In The Silver Sword by Ian Serraillier, Edek is separated from his sisters, Ruth and Bronia, when he is captured by the Germans. A while later, the girls find a ragged boy in the street and bring him to live and travel with him as they seek their brother and try to make their way to Switzerland and look for their parents.
When the three young people get to the transit camp at Posen where Edek is supposed to be, they discover that he has run away that very morning. During mealtime, a brawl breaks out, and Ruth, in the midst of the chaos, reaches out and grabs someone's hand. When she can finally get up, she looks over to see whom she is holding onto and finds her brother, Edek.

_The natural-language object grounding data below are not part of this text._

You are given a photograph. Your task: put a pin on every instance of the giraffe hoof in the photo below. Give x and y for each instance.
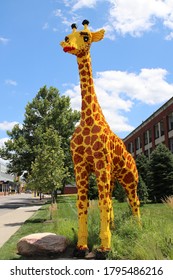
(101, 254)
(80, 253)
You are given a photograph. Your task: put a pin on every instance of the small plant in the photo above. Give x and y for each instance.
(168, 201)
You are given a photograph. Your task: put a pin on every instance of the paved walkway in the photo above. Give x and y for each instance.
(21, 210)
(9, 225)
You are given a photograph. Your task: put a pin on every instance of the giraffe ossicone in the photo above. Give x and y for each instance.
(95, 148)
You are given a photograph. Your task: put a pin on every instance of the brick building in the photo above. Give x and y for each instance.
(158, 128)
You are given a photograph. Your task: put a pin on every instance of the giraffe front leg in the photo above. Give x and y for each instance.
(82, 205)
(82, 209)
(105, 205)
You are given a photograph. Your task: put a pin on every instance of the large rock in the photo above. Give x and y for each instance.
(42, 244)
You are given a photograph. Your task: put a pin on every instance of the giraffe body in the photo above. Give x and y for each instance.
(95, 148)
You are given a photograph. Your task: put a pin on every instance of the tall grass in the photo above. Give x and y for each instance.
(154, 241)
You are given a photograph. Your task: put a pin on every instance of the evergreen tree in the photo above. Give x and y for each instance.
(142, 191)
(160, 173)
(47, 170)
(142, 163)
(119, 192)
(47, 109)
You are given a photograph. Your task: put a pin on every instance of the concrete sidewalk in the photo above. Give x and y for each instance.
(11, 222)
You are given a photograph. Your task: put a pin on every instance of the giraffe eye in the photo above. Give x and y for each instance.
(86, 38)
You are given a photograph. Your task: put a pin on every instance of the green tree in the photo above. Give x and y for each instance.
(142, 191)
(160, 173)
(47, 109)
(47, 170)
(142, 163)
(93, 189)
(119, 192)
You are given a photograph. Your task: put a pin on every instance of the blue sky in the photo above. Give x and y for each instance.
(132, 65)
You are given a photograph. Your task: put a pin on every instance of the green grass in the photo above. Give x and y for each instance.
(154, 241)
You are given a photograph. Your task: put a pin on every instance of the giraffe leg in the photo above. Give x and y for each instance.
(131, 190)
(112, 224)
(82, 208)
(105, 209)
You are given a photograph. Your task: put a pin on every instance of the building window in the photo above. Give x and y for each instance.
(150, 135)
(131, 147)
(161, 128)
(138, 143)
(171, 144)
(146, 137)
(156, 130)
(170, 122)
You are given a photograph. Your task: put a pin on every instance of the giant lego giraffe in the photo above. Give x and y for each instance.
(95, 148)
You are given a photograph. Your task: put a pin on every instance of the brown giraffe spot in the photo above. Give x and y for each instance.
(96, 129)
(100, 164)
(88, 112)
(78, 169)
(103, 138)
(90, 81)
(121, 163)
(78, 139)
(82, 117)
(83, 183)
(77, 159)
(81, 66)
(86, 131)
(78, 129)
(93, 138)
(97, 146)
(88, 151)
(108, 168)
(118, 150)
(88, 99)
(90, 159)
(98, 155)
(83, 92)
(72, 145)
(83, 191)
(87, 140)
(81, 205)
(80, 150)
(97, 117)
(128, 178)
(83, 73)
(89, 121)
(84, 80)
(94, 107)
(84, 105)
(108, 157)
(83, 197)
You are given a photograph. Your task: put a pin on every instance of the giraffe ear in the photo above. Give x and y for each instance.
(98, 35)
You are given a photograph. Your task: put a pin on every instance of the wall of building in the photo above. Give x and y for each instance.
(158, 128)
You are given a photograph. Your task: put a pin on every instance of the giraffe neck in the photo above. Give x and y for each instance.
(90, 109)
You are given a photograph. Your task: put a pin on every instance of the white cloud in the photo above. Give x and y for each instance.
(11, 82)
(7, 125)
(136, 17)
(4, 40)
(83, 4)
(45, 26)
(2, 141)
(117, 91)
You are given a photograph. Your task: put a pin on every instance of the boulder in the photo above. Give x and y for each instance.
(42, 244)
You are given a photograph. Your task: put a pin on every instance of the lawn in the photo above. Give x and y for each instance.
(154, 241)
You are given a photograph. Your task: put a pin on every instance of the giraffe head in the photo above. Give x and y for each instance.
(79, 42)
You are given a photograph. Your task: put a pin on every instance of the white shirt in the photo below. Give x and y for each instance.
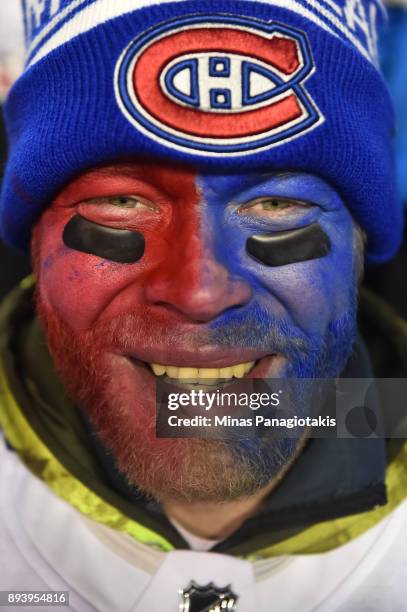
(45, 544)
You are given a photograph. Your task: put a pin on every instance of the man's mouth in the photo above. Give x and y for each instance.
(238, 370)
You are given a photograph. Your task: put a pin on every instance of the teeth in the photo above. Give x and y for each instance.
(234, 371)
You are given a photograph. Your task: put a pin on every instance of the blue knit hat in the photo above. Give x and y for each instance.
(227, 85)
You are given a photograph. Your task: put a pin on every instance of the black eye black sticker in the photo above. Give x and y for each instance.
(293, 246)
(122, 246)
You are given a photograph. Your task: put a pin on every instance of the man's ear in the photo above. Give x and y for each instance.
(360, 246)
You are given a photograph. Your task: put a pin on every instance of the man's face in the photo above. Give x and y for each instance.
(194, 304)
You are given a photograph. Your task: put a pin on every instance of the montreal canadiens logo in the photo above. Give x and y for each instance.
(218, 84)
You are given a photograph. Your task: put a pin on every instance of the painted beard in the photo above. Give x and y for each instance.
(118, 396)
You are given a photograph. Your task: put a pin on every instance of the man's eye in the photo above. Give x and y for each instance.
(124, 202)
(267, 207)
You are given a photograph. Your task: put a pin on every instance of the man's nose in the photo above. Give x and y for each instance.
(198, 286)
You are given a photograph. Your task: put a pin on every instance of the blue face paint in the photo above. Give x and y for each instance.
(304, 311)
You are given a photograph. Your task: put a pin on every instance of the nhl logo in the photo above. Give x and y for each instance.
(209, 598)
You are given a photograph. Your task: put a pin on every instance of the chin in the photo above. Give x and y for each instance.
(117, 391)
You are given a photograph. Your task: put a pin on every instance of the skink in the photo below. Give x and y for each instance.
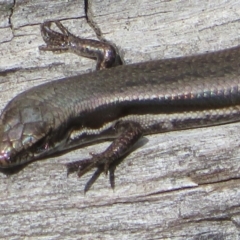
(120, 104)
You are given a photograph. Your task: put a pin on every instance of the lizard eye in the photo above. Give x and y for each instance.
(4, 158)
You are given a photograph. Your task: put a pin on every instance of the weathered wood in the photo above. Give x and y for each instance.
(178, 185)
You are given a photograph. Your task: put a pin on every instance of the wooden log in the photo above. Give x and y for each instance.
(177, 185)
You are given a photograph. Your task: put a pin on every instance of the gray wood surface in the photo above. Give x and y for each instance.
(178, 185)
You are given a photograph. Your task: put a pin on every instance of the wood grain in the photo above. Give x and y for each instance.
(178, 185)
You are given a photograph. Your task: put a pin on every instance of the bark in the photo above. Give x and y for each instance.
(178, 185)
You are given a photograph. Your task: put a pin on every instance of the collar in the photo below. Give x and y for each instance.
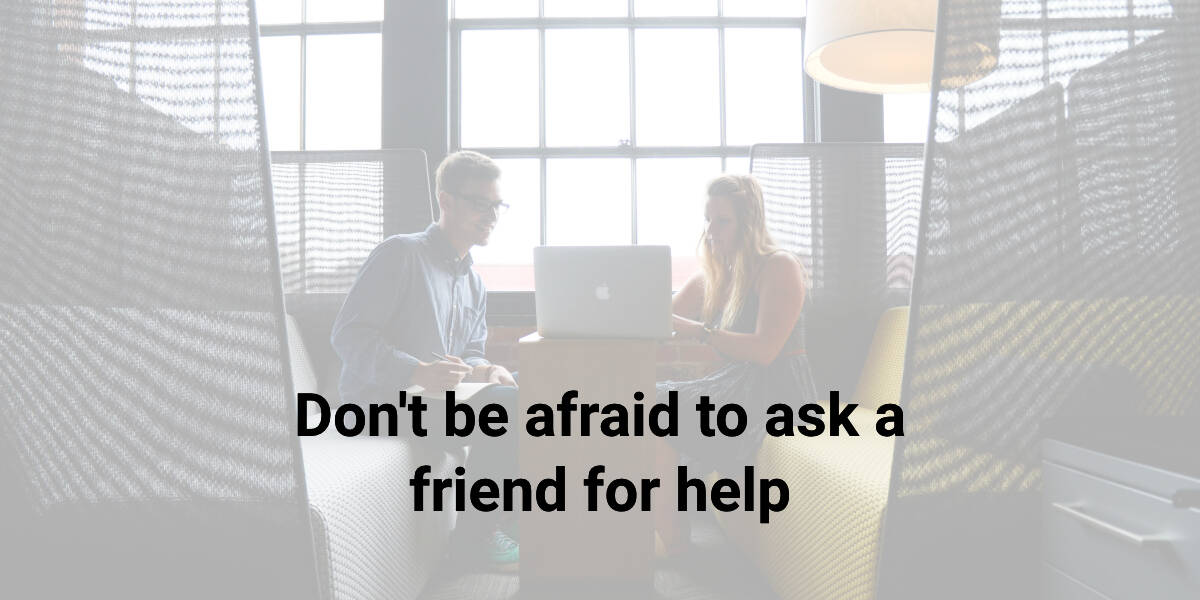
(444, 251)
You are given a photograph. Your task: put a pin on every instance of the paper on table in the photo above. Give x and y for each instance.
(462, 393)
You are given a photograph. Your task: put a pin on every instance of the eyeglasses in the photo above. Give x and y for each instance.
(481, 204)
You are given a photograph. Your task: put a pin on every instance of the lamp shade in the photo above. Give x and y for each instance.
(887, 46)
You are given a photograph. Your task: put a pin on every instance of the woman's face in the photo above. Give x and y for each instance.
(723, 225)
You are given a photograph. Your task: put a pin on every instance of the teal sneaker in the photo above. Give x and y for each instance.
(504, 552)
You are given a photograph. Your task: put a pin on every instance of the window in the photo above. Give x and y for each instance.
(609, 117)
(322, 73)
(905, 118)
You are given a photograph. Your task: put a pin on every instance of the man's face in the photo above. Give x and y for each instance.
(473, 209)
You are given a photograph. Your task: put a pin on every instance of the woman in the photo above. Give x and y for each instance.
(745, 303)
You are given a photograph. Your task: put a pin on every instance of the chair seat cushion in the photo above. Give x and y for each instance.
(370, 541)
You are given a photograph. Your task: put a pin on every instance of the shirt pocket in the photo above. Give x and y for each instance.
(463, 325)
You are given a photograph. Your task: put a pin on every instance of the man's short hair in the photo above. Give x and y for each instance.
(463, 166)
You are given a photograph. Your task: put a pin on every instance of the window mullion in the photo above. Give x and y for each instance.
(633, 131)
(541, 117)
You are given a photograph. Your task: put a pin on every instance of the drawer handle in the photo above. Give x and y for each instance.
(1109, 528)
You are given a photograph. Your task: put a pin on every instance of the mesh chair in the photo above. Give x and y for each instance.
(1059, 240)
(147, 418)
(145, 400)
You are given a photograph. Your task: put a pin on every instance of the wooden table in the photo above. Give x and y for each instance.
(567, 553)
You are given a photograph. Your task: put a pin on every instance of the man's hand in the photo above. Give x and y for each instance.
(441, 375)
(501, 376)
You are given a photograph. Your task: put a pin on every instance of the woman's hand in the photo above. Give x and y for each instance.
(687, 329)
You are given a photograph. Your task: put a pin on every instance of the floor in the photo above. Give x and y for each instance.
(715, 571)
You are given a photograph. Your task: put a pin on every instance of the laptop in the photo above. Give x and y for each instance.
(616, 292)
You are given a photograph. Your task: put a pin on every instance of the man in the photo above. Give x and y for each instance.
(415, 316)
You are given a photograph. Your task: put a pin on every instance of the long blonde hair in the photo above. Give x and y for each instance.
(736, 276)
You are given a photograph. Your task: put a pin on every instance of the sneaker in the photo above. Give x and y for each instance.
(504, 552)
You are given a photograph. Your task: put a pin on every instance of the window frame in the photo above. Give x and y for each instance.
(633, 151)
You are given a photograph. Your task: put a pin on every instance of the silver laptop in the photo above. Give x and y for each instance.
(618, 292)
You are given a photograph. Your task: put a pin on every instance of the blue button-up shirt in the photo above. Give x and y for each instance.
(413, 297)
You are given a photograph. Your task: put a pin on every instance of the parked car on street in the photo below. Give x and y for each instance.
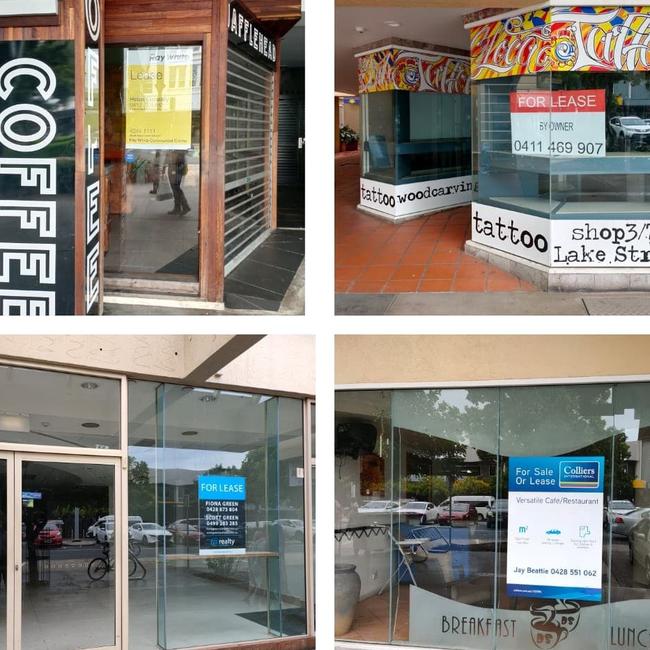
(639, 543)
(185, 530)
(105, 532)
(378, 507)
(498, 511)
(50, 535)
(149, 533)
(424, 511)
(622, 523)
(629, 128)
(480, 502)
(614, 508)
(461, 514)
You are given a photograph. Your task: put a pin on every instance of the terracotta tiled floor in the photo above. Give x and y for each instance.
(425, 254)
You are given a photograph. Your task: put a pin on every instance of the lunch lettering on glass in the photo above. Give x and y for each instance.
(222, 512)
(555, 527)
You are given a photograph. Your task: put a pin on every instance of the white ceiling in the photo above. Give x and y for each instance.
(437, 26)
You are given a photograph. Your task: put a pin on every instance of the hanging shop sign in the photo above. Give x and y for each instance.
(92, 102)
(561, 241)
(245, 31)
(412, 198)
(158, 88)
(222, 512)
(555, 527)
(37, 172)
(439, 622)
(35, 8)
(558, 123)
(563, 39)
(396, 68)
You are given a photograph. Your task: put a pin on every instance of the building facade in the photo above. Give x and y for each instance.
(157, 493)
(139, 148)
(492, 492)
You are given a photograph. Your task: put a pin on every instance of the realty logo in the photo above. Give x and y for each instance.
(579, 474)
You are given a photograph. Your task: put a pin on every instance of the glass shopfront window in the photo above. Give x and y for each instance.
(153, 156)
(219, 570)
(582, 151)
(39, 407)
(494, 518)
(408, 137)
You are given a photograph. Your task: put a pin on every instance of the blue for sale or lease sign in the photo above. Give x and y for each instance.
(222, 512)
(555, 527)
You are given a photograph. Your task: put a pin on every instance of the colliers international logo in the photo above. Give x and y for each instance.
(579, 474)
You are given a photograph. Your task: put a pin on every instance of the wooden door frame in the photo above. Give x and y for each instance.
(208, 231)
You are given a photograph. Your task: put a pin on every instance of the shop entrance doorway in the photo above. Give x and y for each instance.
(49, 599)
(153, 170)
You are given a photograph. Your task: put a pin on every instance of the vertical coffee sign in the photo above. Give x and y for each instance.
(92, 185)
(37, 162)
(222, 512)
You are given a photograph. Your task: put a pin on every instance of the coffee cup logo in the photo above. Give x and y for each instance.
(553, 622)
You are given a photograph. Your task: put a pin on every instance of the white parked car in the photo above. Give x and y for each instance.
(424, 511)
(92, 530)
(378, 507)
(622, 522)
(639, 541)
(629, 127)
(105, 531)
(149, 533)
(482, 504)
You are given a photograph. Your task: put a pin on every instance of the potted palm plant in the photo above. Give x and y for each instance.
(349, 138)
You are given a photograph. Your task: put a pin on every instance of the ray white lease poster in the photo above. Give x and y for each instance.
(558, 123)
(158, 97)
(555, 527)
(222, 514)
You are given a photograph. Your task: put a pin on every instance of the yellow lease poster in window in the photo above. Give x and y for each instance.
(158, 93)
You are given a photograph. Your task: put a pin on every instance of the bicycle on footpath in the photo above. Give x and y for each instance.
(100, 566)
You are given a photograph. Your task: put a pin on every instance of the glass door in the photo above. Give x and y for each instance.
(67, 578)
(153, 155)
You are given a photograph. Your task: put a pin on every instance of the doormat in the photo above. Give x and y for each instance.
(186, 263)
(293, 621)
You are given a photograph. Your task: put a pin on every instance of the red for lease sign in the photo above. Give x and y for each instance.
(558, 101)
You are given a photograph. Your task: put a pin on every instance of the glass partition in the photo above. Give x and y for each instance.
(408, 137)
(39, 407)
(219, 475)
(153, 153)
(493, 518)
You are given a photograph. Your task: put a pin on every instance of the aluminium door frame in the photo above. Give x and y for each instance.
(119, 455)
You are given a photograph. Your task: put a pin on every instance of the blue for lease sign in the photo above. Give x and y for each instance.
(222, 511)
(555, 527)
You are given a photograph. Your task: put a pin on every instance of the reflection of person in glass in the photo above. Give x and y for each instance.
(34, 523)
(176, 171)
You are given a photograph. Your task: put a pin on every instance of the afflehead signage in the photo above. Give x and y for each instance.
(245, 31)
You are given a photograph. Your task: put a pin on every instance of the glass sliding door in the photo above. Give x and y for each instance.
(220, 475)
(67, 527)
(153, 151)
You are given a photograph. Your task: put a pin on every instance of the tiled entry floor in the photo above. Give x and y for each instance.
(422, 255)
(263, 278)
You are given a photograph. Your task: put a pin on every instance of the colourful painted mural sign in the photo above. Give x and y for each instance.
(563, 39)
(396, 68)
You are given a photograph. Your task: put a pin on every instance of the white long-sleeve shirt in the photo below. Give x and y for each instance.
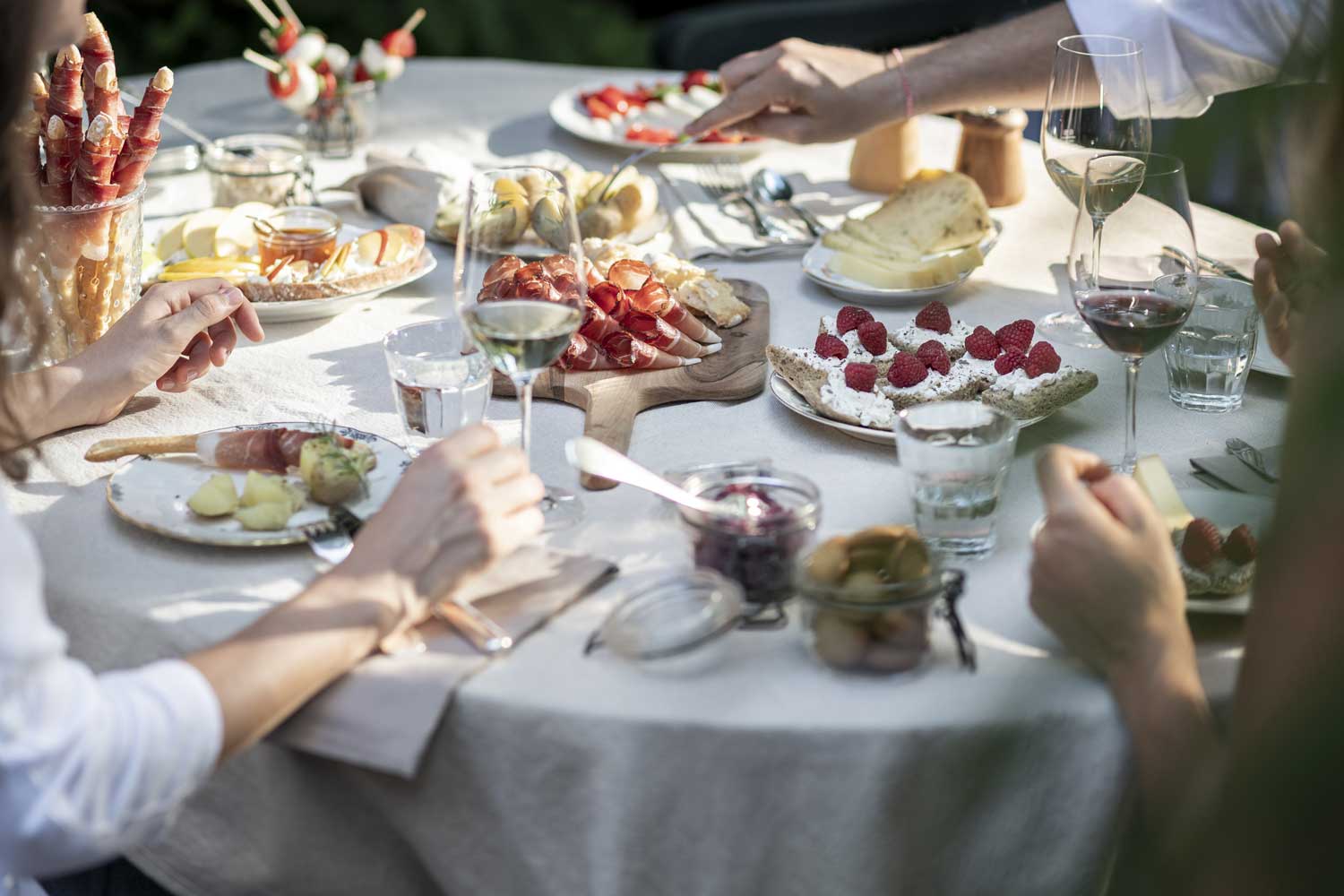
(1195, 50)
(89, 764)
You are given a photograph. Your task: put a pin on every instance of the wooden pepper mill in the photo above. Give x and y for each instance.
(886, 158)
(991, 153)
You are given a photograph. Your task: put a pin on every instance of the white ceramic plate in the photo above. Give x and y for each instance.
(789, 397)
(814, 265)
(1265, 360)
(569, 113)
(152, 492)
(312, 309)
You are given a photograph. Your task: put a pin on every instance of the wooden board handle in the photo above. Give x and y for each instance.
(113, 449)
(610, 421)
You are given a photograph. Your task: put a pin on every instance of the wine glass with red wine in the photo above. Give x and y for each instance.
(1137, 288)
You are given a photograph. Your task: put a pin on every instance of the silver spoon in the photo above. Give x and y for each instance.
(771, 187)
(594, 458)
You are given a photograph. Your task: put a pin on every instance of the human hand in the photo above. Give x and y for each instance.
(1287, 284)
(800, 91)
(169, 338)
(1104, 573)
(460, 506)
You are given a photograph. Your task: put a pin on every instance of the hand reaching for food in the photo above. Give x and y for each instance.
(1287, 284)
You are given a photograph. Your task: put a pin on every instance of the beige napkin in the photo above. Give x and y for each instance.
(383, 713)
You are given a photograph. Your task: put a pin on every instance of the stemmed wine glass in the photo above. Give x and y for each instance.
(1097, 104)
(521, 314)
(1137, 289)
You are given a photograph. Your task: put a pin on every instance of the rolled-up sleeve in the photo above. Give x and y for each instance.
(94, 764)
(1195, 50)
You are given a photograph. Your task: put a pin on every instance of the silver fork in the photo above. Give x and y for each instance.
(728, 185)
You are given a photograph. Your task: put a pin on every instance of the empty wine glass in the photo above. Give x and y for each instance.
(1097, 104)
(1136, 289)
(521, 314)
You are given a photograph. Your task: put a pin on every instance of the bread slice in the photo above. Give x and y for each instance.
(935, 211)
(1027, 400)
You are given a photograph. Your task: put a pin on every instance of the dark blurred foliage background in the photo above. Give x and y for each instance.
(1233, 153)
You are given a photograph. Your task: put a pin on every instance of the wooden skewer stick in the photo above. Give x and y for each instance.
(288, 11)
(266, 15)
(269, 65)
(418, 16)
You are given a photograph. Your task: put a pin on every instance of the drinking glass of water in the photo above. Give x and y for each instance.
(1210, 358)
(441, 382)
(956, 457)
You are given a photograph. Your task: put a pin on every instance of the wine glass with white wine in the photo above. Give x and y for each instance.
(1097, 105)
(521, 314)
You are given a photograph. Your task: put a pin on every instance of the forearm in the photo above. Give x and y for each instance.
(1005, 66)
(266, 672)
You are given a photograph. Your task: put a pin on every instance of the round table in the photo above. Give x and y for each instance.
(554, 772)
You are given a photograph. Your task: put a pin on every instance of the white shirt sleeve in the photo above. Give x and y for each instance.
(90, 764)
(1195, 50)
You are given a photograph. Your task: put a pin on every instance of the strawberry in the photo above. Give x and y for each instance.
(935, 316)
(906, 371)
(1010, 360)
(1241, 547)
(873, 336)
(935, 355)
(1202, 543)
(831, 346)
(983, 344)
(1042, 359)
(860, 376)
(851, 317)
(1018, 333)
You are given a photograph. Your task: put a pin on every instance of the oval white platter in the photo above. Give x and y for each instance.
(1265, 360)
(789, 397)
(816, 266)
(569, 113)
(152, 492)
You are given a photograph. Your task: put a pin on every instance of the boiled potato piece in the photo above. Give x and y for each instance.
(268, 516)
(217, 497)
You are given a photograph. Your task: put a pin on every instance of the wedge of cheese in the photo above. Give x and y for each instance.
(1156, 482)
(935, 211)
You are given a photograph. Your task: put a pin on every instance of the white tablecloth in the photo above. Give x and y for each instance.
(559, 774)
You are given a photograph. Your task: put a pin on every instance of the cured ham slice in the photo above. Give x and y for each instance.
(655, 298)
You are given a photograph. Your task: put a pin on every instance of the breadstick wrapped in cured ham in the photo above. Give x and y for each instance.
(142, 134)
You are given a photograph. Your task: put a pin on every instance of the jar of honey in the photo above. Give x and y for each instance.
(298, 233)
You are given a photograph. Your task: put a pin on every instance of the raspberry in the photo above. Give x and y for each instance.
(1202, 543)
(1241, 547)
(1018, 333)
(935, 357)
(873, 336)
(983, 344)
(1010, 360)
(849, 317)
(906, 370)
(860, 376)
(1042, 359)
(831, 346)
(935, 316)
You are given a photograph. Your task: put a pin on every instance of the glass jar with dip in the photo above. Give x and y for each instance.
(266, 168)
(298, 233)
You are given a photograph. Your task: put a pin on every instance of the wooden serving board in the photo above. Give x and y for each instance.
(612, 400)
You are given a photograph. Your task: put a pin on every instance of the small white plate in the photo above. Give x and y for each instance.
(789, 397)
(817, 258)
(1265, 360)
(312, 309)
(569, 113)
(152, 492)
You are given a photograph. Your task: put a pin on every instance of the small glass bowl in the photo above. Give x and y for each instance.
(757, 552)
(884, 629)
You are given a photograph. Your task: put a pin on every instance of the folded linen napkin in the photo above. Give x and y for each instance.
(383, 713)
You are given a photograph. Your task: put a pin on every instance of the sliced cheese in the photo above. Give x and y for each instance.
(1156, 482)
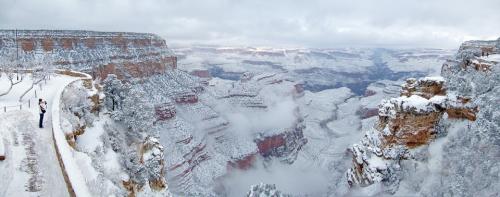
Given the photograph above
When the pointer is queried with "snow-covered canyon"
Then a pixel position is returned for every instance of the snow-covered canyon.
(229, 121)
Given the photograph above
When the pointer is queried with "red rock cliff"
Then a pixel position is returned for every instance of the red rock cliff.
(98, 53)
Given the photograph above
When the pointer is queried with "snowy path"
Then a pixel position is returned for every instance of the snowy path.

Unfortunately, Edek is suffering from tuberculosis, yet he is determined to continue the journey with Ruth, Bronia, and Jan to find their parents. Ruth worries that Jan is not "entirely at ease with Edek." In many ways, Jan has taken over the role that Edek once filled in his sisters' lives. Jan is the protector and the provider as Edek once was, and Ruth worries that there "might be trouble" if Jan resents Edek's presence. Jan has, Ruth realizes, a "jealous nature" and will not want Edek to "usurp" his position.
Indeed, Jan does show some contempt for Edek. He laughs "scornfully" at Edek's story of escape and challenges the truth of it. The boys nearly fight, but Edek stands his ground and sticks to his near-miraculous story. The more Jan listens, however, the more impressed he is by Edek's resourcefulness and courage. The boys come to a truce and begin a lasting friendship.